Tommy Green

Personal information
- Full name: Thomas Walter Green
- Date of birth: 7 August 1863
- Place of birth: Worcester, England
- Date of death: 2 October 1923 (aged 60)
- Position: Forward

Senior career*
- Years: Team / Apps / (Gls)
- 1879–1880: Dreadnought F.C.
- 1880–1881: Mitchell St. George's
- 1881–1882: Small Heath Alliance
- 1881–1882: Wolverhampton Wanderers
- 1881–1882: Church Villa F.C.
- 1882–1883: Mitchell St. George's
- 1883–1884: Aston Unity F.C.
- 1883–1884: Great Lever
- 1884–1885: Mitchell St. George's
- 1885–1887: West Bromwich Albion
- 1887–1889: Aston Villa / 22 / (14)
- 1889–1890: Kidderminster Harriers
- 1891–1892: Birmingham St. George's
- 1901–1902: Worcester Rovers

= Tommy Green (footballer, born 1863) =

English footballer

Thomas Walter Green (August 1863 – 2 October 1923) was an English footballer, known for scoring Aston Villa's first goal in the Football League.

==Playing career==
He played for Dreadnought F.C., Mitchell St George's, Aston Unity F.C., Great Lever, Small Heath Alliance, Church Villa F.C., West Bromwich Albion, Kidderminster Harriers and Worcester Rovers as well as guesting for several teams, including Wolverhampton Wanderers, the club he had scored Villa's first league goal against.
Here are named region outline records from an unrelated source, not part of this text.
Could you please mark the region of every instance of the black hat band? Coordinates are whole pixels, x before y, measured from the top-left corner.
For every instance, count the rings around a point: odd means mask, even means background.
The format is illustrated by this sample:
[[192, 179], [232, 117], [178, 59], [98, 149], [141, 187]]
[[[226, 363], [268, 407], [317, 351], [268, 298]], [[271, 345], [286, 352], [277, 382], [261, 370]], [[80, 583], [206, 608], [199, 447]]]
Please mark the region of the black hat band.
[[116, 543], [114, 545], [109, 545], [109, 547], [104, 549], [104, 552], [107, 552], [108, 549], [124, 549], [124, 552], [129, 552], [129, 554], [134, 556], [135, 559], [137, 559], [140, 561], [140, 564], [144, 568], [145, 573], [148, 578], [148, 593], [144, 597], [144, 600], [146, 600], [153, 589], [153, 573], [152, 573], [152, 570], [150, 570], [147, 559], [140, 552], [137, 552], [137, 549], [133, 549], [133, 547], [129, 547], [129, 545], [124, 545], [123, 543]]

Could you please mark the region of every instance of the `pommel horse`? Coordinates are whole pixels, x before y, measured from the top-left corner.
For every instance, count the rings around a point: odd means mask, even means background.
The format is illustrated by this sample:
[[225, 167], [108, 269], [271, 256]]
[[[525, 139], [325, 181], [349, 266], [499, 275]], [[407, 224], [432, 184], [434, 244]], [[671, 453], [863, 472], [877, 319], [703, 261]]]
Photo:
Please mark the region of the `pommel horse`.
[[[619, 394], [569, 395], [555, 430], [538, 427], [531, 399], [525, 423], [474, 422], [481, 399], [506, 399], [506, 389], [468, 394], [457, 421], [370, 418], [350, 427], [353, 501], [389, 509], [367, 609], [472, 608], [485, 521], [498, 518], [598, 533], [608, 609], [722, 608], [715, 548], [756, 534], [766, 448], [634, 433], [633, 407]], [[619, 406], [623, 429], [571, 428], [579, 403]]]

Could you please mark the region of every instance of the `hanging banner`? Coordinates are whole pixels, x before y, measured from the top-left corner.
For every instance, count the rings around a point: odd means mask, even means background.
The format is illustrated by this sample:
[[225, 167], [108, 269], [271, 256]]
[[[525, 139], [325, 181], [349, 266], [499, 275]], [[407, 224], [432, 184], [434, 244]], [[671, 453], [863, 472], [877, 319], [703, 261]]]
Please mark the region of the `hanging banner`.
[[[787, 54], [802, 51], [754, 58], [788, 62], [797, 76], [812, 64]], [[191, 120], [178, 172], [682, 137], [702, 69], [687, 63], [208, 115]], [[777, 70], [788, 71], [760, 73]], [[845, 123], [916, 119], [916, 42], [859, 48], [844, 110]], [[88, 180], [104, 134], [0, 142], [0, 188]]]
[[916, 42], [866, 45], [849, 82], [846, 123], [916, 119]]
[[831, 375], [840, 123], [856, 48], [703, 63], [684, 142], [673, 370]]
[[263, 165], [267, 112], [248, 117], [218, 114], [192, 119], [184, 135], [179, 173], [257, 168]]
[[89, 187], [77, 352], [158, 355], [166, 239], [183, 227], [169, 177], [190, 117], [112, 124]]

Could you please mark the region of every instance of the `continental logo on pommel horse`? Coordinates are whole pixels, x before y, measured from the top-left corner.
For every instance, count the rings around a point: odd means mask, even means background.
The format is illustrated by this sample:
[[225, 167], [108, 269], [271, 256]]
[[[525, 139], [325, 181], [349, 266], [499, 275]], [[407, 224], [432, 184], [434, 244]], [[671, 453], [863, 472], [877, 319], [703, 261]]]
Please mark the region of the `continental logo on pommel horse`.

He played in Albion's 1886 and 1887 FA Cup finals, losing both (the latter against Villa).

==Season 1888-89==
Tommy Green played one season in the Football League (1888–1889), the inaugural season. His League Debut was in the first Aston Villa League match, he played as a forward, at Dudley Road, Wolverhampton on 8 September 1888 and Green scored Aston Villa' 1st ever League goal in a 1–1 draw with Wolverhampton Wanderers. On 15 September 1888 Tommy Green became the first Aston Villa player to score two League goals. Tommy scored his only League hat-trick on 29 September 1888 as Villa routed Notts County 9–1. Green scored 2 in a match twice. In season 1888–89 he played all 22 of Aston Villa' League games scoring 14 goals. As a forward he played in a forward-line that scored three-League-goals-or-more-in-a-match on no less than ten occasions. He scored 19 goals in 29 Villa starts and was the 2nd top scorer for Villa in a team that finished 2nd.

Green was described as an enthusiastic forward. In an era in which centre-forwards were expected to be able to charge goalkeepers into the goals, Green was known as the most brutal in the game.

His son, Tommy, played for Albion, West Ham United and Coventry City.